Vaccins rotavirus : l'OMS s'interroge sur les risques d'invagination

Le comité spécialisé de l’OMS sur la sécurité des vaccins, le GACVS, revient sur le risque d’invagination intestinale chez le nourrisson après vaccination avec l’un des 2 vaccins disponibles contre les rotavirus, le Rotarix de GSK et le RotaTeq de Merck sur lesquels des données ont été collectées dans un certain nombre de pays du continent américain.

Rappelons d'abord que l'invagination intestinale est une pénétration de l'intestin dans l'intestin, créant ainsi une occlusion intestinale (voir Wikipedia). Précisons aussi que le vaccin de GSK est monovalent alors que celui de Merck est pentavalent.

Dans le REH du 18 février 2011 le GACVS rappelle que le premier vaccin autorisé en 1998 aux États Unis avait du être retiré du marché en raison de ce risque. Aussi, il s'interroge toujours sur l'importance de ce risque avec les vaccins qui lui ont succédé à partir de 2006. Bien sûr, le GACVS affirme que les observations faites ne donnent aucun signal mais le moins qu'on puisse dire est que ses explications sont embarrassées.

Le comité reconnaît en effet que :

« un groupe de cas au cours de la première semaine après l’administration de la première dose du vaccin pentavalent a suscité des inquiétudes et la surveillance devra se poursuivre pour exclure un risque de faible niveau au cours de cette période. »

« Les analyses préliminaires des données en date de septembre 2008 ont trouvé un groupe de 18 hospitalisations après des invaginations (aucune mortelle) qui se sont produites dans les 7 jours après l’administration de la première dose vaccinale au Mexique. Cela correspond à une fréquence 4 à 5 fois plus élevée que celle constatée par la suite après la vaccination, après ajustement sur l’âge. »

Mais cela ne serait pas un signal ? Le comité conclut alors :

« la poursuite de la surveillance est nécessaire, compte tenu de la rareté des invaginations et du risque potentiel de sous-notification. »

Les seul fait que la plage de vaccination soit extrêmement réduite, première dose entre 6 et 15 semaines, dernière dose avant 32 semaines, n'est pas spécialement rassurant. Pourquoi une plage aussi restreinte ? Pour limiter les risques d'invagination ? Le GACVS le laisse entendre :

« Pour préparer l’introduction du vaccin, les agents de santé ont été formés à la détection et à la notification des invaginations et on a insisté sur l’importance de terminer la série de vaccinations avant l’âge de 32 semaines. »

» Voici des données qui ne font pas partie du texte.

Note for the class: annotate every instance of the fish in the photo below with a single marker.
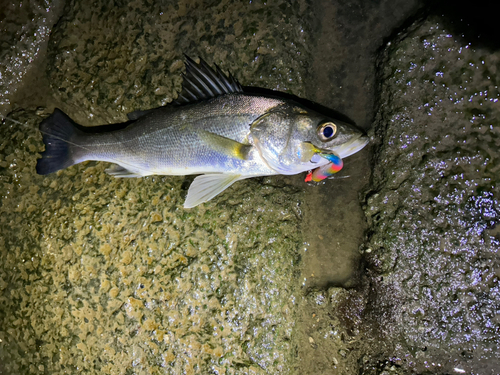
(215, 129)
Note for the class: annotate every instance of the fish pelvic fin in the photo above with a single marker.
(121, 172)
(225, 145)
(58, 132)
(205, 187)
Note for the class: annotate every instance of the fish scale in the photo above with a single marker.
(224, 137)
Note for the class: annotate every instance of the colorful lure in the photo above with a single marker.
(326, 170)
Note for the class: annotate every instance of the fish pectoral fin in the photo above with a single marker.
(120, 172)
(205, 187)
(225, 145)
(306, 151)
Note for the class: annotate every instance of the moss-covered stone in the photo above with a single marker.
(433, 208)
(115, 57)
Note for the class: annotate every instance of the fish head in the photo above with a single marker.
(290, 139)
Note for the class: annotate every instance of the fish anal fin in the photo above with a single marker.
(205, 187)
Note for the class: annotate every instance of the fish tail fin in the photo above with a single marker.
(58, 132)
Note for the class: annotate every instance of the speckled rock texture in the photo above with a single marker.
(116, 57)
(104, 275)
(25, 27)
(433, 208)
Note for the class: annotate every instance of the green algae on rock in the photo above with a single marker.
(433, 207)
(109, 60)
(113, 276)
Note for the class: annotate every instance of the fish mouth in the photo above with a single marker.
(351, 147)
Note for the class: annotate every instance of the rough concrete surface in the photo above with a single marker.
(433, 210)
(99, 275)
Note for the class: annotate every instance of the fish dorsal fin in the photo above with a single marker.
(205, 187)
(201, 82)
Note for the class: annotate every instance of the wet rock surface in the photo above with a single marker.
(433, 208)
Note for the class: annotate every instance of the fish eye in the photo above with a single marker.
(326, 131)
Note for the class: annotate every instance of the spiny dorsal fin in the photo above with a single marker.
(201, 82)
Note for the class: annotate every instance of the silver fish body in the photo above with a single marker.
(215, 130)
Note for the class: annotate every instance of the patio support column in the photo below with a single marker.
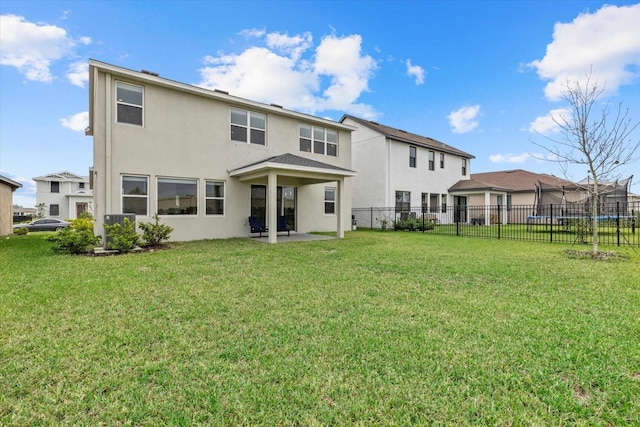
(272, 206)
(487, 208)
(340, 214)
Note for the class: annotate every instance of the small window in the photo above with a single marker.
(177, 196)
(130, 103)
(247, 126)
(214, 198)
(329, 200)
(412, 157)
(434, 204)
(135, 195)
(403, 201)
(320, 140)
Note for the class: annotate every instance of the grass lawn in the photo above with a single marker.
(378, 328)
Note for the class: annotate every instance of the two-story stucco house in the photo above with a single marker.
(64, 194)
(403, 170)
(205, 161)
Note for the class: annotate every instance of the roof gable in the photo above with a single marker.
(408, 137)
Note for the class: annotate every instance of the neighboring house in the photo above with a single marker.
(205, 161)
(509, 188)
(7, 187)
(402, 169)
(64, 194)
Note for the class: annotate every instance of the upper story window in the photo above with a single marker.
(247, 126)
(321, 140)
(130, 103)
(412, 157)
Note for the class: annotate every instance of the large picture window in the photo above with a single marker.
(330, 200)
(130, 103)
(320, 140)
(135, 195)
(247, 126)
(214, 198)
(177, 196)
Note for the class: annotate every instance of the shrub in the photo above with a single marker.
(123, 237)
(155, 233)
(72, 241)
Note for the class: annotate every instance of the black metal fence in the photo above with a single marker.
(617, 224)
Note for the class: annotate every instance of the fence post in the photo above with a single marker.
(499, 219)
(618, 221)
(551, 223)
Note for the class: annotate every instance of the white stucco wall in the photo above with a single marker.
(186, 134)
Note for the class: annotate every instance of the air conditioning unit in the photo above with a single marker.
(110, 219)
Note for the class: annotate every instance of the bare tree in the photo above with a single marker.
(601, 141)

Il semble qu'on soit encore aux balbutiements de la surveillance :

« Il est particulièrement important d’harmoniser lesméthodes de surveillance entre les pays pour permettre la comparaison des données. »

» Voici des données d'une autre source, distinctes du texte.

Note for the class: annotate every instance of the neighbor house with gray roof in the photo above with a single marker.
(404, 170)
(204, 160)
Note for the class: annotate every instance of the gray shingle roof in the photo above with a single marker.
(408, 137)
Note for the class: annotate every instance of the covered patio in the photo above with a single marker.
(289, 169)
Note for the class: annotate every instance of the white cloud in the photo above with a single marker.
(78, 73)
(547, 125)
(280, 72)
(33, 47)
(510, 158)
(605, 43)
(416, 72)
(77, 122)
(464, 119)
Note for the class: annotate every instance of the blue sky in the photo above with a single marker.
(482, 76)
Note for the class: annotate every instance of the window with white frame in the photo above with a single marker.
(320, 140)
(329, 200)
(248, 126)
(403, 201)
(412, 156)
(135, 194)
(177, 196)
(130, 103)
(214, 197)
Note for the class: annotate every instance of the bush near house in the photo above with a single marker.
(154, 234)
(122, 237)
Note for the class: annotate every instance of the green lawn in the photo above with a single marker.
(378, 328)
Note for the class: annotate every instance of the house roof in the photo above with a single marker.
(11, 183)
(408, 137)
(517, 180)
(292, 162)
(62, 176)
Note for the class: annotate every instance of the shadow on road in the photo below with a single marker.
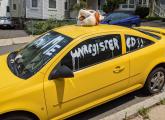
(111, 107)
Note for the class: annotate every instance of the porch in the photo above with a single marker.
(91, 4)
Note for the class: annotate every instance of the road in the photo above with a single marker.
(12, 33)
(100, 111)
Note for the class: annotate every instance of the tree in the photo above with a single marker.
(151, 3)
(80, 5)
(111, 5)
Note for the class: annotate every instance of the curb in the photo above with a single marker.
(15, 41)
(132, 110)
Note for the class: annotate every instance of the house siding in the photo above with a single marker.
(3, 8)
(34, 13)
(57, 13)
(20, 8)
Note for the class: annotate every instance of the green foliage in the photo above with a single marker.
(142, 11)
(37, 27)
(80, 5)
(162, 101)
(111, 5)
(144, 113)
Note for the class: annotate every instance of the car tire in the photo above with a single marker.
(155, 81)
(17, 117)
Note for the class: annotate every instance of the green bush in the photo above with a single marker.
(142, 11)
(152, 18)
(37, 27)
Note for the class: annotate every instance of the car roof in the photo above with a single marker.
(75, 31)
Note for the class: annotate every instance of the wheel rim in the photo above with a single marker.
(157, 81)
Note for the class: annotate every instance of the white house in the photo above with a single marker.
(17, 8)
(60, 9)
(4, 8)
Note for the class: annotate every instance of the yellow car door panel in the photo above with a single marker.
(99, 70)
(141, 55)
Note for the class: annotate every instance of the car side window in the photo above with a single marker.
(93, 51)
(133, 43)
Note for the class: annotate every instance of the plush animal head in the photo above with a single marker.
(89, 17)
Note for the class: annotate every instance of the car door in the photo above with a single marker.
(100, 71)
(141, 54)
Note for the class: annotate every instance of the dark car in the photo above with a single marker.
(6, 22)
(123, 19)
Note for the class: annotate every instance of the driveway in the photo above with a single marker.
(156, 23)
(12, 33)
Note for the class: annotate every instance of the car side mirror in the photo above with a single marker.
(61, 72)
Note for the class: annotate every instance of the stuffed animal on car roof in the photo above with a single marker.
(89, 17)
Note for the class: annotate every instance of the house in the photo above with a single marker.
(4, 8)
(17, 8)
(63, 9)
(46, 9)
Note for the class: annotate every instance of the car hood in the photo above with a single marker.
(7, 78)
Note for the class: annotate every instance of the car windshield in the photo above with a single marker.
(33, 57)
(149, 33)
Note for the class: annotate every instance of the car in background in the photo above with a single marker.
(122, 19)
(6, 22)
(73, 68)
(102, 13)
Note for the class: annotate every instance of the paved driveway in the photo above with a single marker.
(156, 23)
(5, 34)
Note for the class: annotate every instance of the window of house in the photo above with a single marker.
(7, 9)
(93, 51)
(14, 6)
(133, 43)
(66, 5)
(132, 1)
(52, 4)
(34, 3)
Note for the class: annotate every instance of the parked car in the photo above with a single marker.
(73, 68)
(6, 22)
(123, 19)
(102, 12)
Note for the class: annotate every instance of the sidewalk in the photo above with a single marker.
(155, 113)
(18, 40)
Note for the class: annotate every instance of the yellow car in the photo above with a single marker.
(73, 68)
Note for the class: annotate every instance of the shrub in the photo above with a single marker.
(37, 27)
(142, 11)
(152, 18)
(111, 5)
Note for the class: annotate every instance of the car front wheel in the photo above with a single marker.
(155, 81)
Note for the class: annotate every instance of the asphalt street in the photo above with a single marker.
(12, 33)
(100, 111)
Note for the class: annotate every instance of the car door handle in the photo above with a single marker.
(118, 69)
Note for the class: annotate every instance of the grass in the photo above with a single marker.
(162, 102)
(144, 113)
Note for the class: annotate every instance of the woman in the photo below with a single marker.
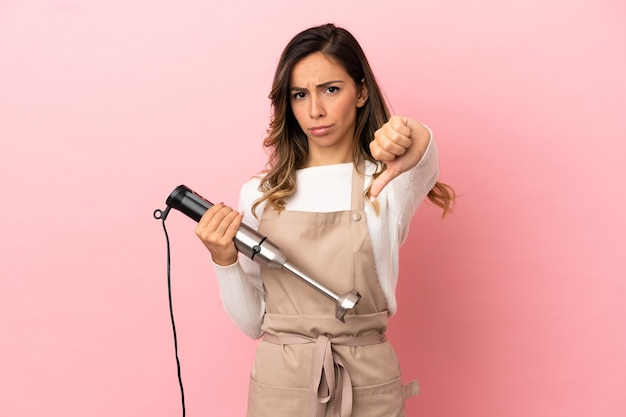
(343, 181)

« On y retrouve aussi l’illustration de certains des défis à relever pour développer des réseaux internationaux de pharmacovigilance. Les systèmes basés sur la surveillance passive (notifications spontanées) des manifestations postvaccinales indésirables se caractérisent par un faible niveau de sensibilité. À l’exception du Panama, la détection des cas d’invagination est restée bien en deçà des taux de base escomptés, qui vont de 4 à 5 cas pour 10 000 nourrissons par an. »

On retrouve donc dans tous les pays le problème de la sous-notification énorme des cas par les médecins qui les constatent. Pourtant, une invagination peut nécessiter une opération chirurgicale. En France on avait beaucoup parlé de ce problème à propos de la vaccination hépatite B.

Mais pourquoi les médecins notifient-ils si peu ?

1- Parce que cela leur demande du temps pour remplir des papiers.

2- Parce qu'on leur dit de notifier les cas pour lesquels ils pensent qu'il ne s'agit pas d'une coïncidence. Or, si 100 cas sont attendus ce qui fera 100 coïncidences, que la vaccination en provoque 100 et que les médecins déclarent uniquement les 100 cas dûs au vaccin, le nombre de cas attendus sera égal au nombre de cas notifiés, ce qui ne donnera aucun signal. Il faudrait qu'ils notifient TOUS les cas sans se demander s'il s'agit ou non de coïncidences, ce n'est pas leur rôle.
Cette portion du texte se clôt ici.